ECS Service always wants to be recreated due to capacity provider.

spatel96 commented 2 years ago

Community Note

Please vote on this issue by adding a 👍 reaction to the original issue to help the community and maintainers prioritize this request
Please do not leave "+1" or other comments that do not add relevant new information or questions, they generate extra noise for issue followers and do not help prioritize the request
If you are interested in working on this issue or have submitted a pull request, please leave a comment

Terraform CLI and Terraform AWS Provider Version

$ terraform -v
Terraform v0.13.6
+ provider.aws v3.73.0

Affected Resource(s)

aws_ecs_service

Terraform Configuration Files

Terraform Plan:

  # module.my_service.aws_ecs_service.ecs_service must be replaced
+/- resource "aws_ecs_service" "ecs_service" {
        cluster                            = "arn:aws:ecs:us-west-1:***:cluster/ecs-related-tapir"
        deployment_maximum_percent         = 200
        deployment_minimum_healthy_percent = 100
        desired_count                      = 2
        enable_ecs_managed_tags            = false
        enable_execute_command             = false
        health_check_grace_period_seconds  = 120
      ~ iam_role                           = "aws-service-role" -> (known after apply)
      ~ id                                 = "arn:aws:ecs:us-west-1:***:service/my-cluster/my-service-5e" -> (known after apply)
      ~ launch_type                        = "EC2" -> (known after apply)
        name                               = "my-service-service-5e"
      + platform_version                   = (known after apply)
      - propagate_tags                     = "NONE" -> null
        scheduling_strategy                = "REPLICA"
      - tags                               = {} -> null
      ~ tags_all                           = {} -> (known after apply)
      ~ task_definition                    = "arn:aws:ecs:us-west-1:***:task-definition/my-service-:23" -> "arn:aws:ecs:us-west-1:***:task-definition/my-service:1"
        wait_for_steady_state              = false

      + capacity_provider_strategy { # forces replacement
          + base              = 0
          + capacity_provider = "ecs-capacity-provider-related-tapir"
          + weight            = 100
        }

        deployment_controller {
            type = "CODE_DEPLOY"
        }

        load_balancer {
            container_name   = "my-service"
            container_port   = 7171
            target_group_arn = "arn:aws:elasticloadbalancing:us-west-1:***:targetgroup/abcdef/abcdef"
        }
    }

Plan: 1 to add, 0 to change, 1 to destroy.

Terraform Apply error:

Error: error creating ECS service (my-service): InvalidParameterException: Creation of service was not idempotent.

Expected Behavior

No infrastructure changes should be made

Actual Behavior

The ECS Service resource will be recreated, but the apply with fail with the error logs specified above.

Steps to Reproduce

Provision an ECS service with a capacity provider
terraform apply

gvwirth commented 2 years ago

FYI we are still seeing this bug in the provider version 4.9.

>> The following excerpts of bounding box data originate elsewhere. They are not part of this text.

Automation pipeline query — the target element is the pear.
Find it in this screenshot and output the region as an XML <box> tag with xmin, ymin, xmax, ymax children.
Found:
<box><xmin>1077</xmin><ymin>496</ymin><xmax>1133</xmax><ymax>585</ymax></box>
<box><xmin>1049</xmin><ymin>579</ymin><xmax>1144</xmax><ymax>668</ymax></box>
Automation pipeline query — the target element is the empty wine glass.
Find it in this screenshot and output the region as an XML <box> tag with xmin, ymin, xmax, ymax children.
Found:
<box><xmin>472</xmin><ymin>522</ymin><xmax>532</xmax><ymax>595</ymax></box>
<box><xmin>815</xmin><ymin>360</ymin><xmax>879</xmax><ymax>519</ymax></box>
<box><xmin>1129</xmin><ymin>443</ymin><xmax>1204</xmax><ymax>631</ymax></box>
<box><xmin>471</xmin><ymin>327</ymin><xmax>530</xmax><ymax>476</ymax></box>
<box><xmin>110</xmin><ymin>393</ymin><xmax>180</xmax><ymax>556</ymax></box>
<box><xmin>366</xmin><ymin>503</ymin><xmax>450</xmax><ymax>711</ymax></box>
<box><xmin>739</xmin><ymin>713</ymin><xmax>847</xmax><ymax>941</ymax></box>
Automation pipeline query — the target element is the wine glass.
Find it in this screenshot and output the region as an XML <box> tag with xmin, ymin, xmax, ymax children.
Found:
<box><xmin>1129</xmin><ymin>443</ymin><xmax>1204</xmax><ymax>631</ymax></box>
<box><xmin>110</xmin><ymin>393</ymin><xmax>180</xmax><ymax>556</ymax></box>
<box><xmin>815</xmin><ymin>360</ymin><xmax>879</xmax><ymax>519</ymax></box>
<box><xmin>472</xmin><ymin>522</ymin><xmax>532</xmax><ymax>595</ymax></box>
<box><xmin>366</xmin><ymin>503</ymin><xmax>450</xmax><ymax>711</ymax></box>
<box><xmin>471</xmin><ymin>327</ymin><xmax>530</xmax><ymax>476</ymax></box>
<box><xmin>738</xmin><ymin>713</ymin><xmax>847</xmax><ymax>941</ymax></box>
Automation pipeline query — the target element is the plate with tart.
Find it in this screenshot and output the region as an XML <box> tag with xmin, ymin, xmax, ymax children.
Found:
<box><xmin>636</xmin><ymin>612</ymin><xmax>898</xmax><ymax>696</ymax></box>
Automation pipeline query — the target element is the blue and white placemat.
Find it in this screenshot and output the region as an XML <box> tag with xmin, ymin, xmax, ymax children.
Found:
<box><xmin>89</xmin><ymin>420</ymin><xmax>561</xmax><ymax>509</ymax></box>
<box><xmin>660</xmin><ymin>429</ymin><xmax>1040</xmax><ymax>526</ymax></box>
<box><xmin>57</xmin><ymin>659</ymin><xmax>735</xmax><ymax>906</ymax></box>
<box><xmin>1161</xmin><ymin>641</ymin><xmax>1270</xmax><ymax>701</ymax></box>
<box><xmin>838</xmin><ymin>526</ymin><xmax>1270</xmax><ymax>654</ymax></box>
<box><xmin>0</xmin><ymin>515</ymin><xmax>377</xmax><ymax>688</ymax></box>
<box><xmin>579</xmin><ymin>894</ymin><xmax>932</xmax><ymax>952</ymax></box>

anGie44 commented 2 years ago

Possibly related to existing issue: https://github.com/hashicorp/terraform-provider-aws/issues/2283 (destroy/create behavior)

*Correction -- as the update was not expected behavior, i'm guessing the capacity_provider_strategy is inherited from the aws_ecs_cluster where it is defined. Do you mind confirming @spatel96 ?

a-nych commented 2 years ago

This issue is very destructive.

When an ECS cluster has a default_capacity_provider_strategy setting defined, Terraform will mark all services that don't have

  lifecycle {
    ignore_changes = [
      capacity_provider_strategy
    ]
  }

to be recreated.

nitrocode commented 2 years ago

It's the only differences I can see when comparing capacity_provider_strategy and deployment_controller are MaxItems and DiffSuppressFunc. I wonder if that is what's causing this recreation... I would have thought that the removing the ForceNew would have also removed recreating capacity_provider_strategy...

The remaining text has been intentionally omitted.